Marco Roelofsen

Personal information
- Date of birth: 3 October 1968 (age 57)
- Place of birth: Harderwijk, Netherlands
- Height: 1.88 m (6 ft 2 in)
- Position: Midfielder

Team information
- Current team: Go-Ahead Kampen (manager)

Youth career
- VVOG

Senior career*
- Years: Team / Apps / (Gls)
- 1987–1990: Twente / 63 / (7)
- 1990: → NEC (loan) / 21 / (2)
- 1991: PEC Zwolle / 15 / (9)
- 1991–1996: Heerenveen / 179 / (29)
- 1997–2004: PEC Zwolle / 230 / (24)
- Total:  / 508 / (71)

Managerial career
- 2009: PEC Zwolle (caretaker)
- 2010–2013: Jong PSV
- 2014: VVOG
- 2015–2017: Sparta Nijkerk
- 2018–: Go-Ahead Kampen

= Marco Roelofsen =

Dutch footballer and manager (born 1968)

Marco Roelofsen (born 3 October 1968) is a Dutch professional football manager and former player, who is the current head coach of sixth-tier Eerste Klasse club Go-Ahead Kampen.

==Playing career==
A former midfielder, Roelofsen started his professional career in the 1987–88 season as part of the FC Twente team.

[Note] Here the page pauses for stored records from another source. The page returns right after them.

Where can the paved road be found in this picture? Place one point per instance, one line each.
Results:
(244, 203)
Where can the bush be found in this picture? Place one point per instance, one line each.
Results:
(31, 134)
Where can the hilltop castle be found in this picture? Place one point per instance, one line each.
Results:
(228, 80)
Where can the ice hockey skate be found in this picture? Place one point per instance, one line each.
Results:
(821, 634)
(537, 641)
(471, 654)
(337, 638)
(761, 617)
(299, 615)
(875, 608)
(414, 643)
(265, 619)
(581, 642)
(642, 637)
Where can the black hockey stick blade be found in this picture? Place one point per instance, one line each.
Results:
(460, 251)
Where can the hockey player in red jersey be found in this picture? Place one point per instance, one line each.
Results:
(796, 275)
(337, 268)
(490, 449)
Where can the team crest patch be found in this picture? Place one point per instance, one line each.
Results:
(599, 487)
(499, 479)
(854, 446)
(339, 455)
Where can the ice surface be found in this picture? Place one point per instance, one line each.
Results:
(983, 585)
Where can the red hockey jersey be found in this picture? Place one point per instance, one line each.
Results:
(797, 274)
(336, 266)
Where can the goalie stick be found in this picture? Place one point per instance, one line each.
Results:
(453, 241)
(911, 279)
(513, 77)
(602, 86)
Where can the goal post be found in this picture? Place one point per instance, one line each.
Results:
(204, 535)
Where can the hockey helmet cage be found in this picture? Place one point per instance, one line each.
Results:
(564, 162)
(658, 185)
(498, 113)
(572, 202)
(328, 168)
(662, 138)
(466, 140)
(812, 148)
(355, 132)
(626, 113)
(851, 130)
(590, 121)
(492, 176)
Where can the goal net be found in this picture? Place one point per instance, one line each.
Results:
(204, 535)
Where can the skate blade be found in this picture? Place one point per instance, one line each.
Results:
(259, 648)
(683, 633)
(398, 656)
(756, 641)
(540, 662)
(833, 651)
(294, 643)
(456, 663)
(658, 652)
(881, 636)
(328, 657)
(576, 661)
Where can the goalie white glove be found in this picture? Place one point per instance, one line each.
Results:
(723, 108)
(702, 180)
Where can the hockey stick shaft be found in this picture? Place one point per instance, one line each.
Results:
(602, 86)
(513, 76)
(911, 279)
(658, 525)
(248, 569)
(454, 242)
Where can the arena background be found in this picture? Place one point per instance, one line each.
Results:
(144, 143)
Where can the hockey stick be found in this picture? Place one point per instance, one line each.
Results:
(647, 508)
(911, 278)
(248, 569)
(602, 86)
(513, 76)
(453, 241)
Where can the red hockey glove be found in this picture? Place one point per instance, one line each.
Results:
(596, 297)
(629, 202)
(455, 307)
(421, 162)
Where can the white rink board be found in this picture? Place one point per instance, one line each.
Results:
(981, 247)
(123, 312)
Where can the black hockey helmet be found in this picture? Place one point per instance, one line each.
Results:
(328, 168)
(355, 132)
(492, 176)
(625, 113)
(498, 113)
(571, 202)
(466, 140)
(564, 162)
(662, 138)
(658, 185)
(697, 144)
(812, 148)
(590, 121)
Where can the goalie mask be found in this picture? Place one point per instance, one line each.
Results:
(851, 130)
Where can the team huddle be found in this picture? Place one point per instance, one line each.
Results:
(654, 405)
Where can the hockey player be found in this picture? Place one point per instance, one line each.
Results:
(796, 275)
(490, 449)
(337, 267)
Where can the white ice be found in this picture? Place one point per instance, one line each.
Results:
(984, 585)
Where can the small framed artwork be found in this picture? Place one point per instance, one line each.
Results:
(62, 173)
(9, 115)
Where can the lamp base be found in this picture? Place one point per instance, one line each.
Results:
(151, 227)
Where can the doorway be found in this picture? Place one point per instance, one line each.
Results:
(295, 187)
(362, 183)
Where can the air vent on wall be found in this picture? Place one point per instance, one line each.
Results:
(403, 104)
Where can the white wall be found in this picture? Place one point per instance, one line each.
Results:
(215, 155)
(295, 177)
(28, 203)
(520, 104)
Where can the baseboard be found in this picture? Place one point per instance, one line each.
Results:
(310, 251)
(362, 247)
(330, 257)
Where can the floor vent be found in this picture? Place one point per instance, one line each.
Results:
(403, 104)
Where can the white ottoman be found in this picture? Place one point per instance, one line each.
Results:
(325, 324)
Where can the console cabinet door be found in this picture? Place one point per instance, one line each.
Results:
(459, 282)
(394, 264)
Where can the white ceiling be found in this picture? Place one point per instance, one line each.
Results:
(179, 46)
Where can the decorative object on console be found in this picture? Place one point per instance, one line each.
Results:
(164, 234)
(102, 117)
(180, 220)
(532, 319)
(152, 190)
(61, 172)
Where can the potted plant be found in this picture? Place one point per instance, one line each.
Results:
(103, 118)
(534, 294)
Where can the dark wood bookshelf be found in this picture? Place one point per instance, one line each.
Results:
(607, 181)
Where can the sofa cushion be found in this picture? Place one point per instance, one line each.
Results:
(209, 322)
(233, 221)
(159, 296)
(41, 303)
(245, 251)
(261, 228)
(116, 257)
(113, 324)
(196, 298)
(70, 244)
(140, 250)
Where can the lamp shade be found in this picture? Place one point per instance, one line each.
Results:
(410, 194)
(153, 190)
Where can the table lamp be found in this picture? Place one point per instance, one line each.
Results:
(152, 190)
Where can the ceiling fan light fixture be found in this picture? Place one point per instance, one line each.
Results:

He later also played for NEC, PEC Zwolle and Heerenveen. He retired in 2004.

==Managerial career==
In the summer of 2004, Roelofsen was included in the technical staff of PEC Zwolle, where he became head coach of the under-19 team. At the end of the 2008–09 season, he became the first team's caretaker coach, replacing Jan Everse, who had been temporarily suspended. In the summer of 2010, he moved to PSV, where he became the head coach of the second team, Jong PSV. On 3 July 2013, it was announced that Roelofsen would become the new coach of the Heerenveen under-21 team after having signed a one-year contract. Roelofsen, who played for Heerenveen from 1991 to 1996, succeeded Jan de Jonge who left for Heracles Almelo. In the 2014–15 season, Roelofsen was coach of Vitesse under-19 team until February 2015. Roelofsen then became head coach of Sparta Nijkerk from November 2015 to October 2017. Roelofsen became head coach of Go-Ahead Kampen in the sixth-tier Eerste Klasse from the 2018–19 season.

==Personal life==
His nephew, Richard Roelofsen, also played football on the highest level in the Netherlands.